Paul Taylor

Personal information
- Nationality: British (Welsh)
- Born: 19 June 1988 (age 38) Bridgend, Wales
- Occupation: Administrator

Sport
- Sport: Lawn bowls
- Club: Ely Valley (Outdoor) Rhondda (Indoor)

Medal record
Representing Wales
Men's lawn bowls
Commonwealth Games
| Bronze medal – third place | 2014 Glasgow | Men's triples |
Atlantic Bowls Championships
| Silver medal – second place | 2015 Paphos, Cyprus | Men's triples |
| Bronze medal – third place | 2015 Paphos, Cyprus | Men's fours |
British Isles Championships
| Gold medal – first place | 2017 | triples |
Welsh Nationals
| Gold medal – first place | 2009 | fours |
| Gold medal – first place | 2013 | triples |
| Gold medal – first place | 2016 | triples |

= Paul Taylor (bowls) =

British Bowls player

Paul Taylor (born 19 June 1988) is a Welsh international lawn bowler.

== Bowls career ==
Taylor competed for Wales in the men's triples at the 2014 Commonwealth Games where he won a bronze medal with Jonathan Tomlinson and Marc Wyatt.

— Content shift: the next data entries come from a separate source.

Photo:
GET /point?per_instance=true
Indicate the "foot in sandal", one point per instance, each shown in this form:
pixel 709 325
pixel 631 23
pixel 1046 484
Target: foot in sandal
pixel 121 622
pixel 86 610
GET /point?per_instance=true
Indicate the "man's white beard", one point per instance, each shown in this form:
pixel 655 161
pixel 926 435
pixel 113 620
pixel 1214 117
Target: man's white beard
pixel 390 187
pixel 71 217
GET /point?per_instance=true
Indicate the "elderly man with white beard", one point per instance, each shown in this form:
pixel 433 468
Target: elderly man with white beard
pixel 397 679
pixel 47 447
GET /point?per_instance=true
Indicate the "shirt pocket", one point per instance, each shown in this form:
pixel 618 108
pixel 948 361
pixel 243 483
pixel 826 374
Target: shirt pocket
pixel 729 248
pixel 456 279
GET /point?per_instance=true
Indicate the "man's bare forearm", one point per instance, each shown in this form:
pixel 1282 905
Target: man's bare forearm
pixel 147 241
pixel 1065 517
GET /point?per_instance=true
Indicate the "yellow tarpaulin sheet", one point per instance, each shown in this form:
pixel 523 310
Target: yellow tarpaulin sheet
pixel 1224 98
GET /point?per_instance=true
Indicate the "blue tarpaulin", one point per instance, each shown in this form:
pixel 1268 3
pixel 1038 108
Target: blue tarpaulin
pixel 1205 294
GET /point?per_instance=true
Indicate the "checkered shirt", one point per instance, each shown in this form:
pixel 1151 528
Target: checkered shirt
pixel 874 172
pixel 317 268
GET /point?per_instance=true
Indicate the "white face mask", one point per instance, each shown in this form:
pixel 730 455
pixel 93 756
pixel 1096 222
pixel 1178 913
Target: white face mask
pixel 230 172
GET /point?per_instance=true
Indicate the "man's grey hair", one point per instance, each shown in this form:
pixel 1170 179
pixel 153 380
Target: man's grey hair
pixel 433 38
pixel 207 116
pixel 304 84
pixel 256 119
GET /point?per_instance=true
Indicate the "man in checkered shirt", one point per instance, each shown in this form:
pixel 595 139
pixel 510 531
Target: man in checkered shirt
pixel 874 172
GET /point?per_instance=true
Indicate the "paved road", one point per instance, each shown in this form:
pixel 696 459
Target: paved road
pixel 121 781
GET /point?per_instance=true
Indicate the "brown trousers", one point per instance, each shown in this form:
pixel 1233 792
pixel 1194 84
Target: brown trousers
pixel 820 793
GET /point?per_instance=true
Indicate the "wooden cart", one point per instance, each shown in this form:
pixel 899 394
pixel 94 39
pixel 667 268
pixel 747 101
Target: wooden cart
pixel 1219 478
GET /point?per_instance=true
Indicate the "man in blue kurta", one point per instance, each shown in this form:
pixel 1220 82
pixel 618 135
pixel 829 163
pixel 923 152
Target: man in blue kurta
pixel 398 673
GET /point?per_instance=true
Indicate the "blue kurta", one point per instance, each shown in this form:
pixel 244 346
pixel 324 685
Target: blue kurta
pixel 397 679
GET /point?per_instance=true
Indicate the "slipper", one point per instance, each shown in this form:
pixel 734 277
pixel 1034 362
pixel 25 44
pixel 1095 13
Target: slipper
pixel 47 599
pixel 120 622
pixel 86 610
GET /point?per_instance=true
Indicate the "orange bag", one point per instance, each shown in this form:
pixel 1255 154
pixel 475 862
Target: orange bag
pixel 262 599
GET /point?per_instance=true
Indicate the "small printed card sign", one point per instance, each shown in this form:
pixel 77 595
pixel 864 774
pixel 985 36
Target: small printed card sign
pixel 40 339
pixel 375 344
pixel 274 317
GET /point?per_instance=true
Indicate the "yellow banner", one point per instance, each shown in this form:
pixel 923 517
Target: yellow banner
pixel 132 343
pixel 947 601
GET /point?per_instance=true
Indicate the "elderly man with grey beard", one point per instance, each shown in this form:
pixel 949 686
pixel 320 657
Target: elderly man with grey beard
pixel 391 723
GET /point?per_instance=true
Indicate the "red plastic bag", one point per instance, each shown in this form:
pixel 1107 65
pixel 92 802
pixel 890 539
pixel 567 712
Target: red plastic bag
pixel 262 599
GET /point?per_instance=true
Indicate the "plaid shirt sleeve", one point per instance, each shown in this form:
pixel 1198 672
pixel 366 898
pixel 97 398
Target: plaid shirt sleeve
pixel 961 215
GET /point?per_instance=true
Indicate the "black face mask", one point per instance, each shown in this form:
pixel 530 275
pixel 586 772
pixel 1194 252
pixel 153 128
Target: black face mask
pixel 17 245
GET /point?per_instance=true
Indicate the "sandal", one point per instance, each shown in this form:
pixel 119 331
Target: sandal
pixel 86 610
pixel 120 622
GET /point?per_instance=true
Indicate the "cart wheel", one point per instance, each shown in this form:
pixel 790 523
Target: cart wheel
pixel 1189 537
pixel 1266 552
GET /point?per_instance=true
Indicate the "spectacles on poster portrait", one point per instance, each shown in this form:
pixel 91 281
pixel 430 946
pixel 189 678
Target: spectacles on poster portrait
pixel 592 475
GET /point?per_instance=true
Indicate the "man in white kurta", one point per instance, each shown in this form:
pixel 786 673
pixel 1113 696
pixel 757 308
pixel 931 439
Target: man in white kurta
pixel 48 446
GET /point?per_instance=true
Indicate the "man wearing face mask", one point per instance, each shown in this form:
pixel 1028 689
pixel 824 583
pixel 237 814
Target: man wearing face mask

In 2015 he won the triples silver medal and fours bronze medal at the Atlantic Bowls Championships.

Taylor has won five Welsh National Bowls Championships outdoor titles (2005 under 18 singles, 2009 fours, 2011 under 25 singles, 2013 & 2016 triples) and finished runner four times (2006 Under 18 Singles, 2010 pairs, 2012 singles and 2021 triples. In addition he has won the 2012 Tiger Fours Invitational and the under 25 Singles and triples at the British Isles Championships. Furthermore, he won the Carruthers Shield Welsh Club Championship with Ely Valley in 2016.

He bowls for Ely Valley after previously winning national titles with Bridgend BC and Pontycymmer BC. In 2021, he finished runner-up in the men's triples at the 2021 Welsh National Bowls Championships.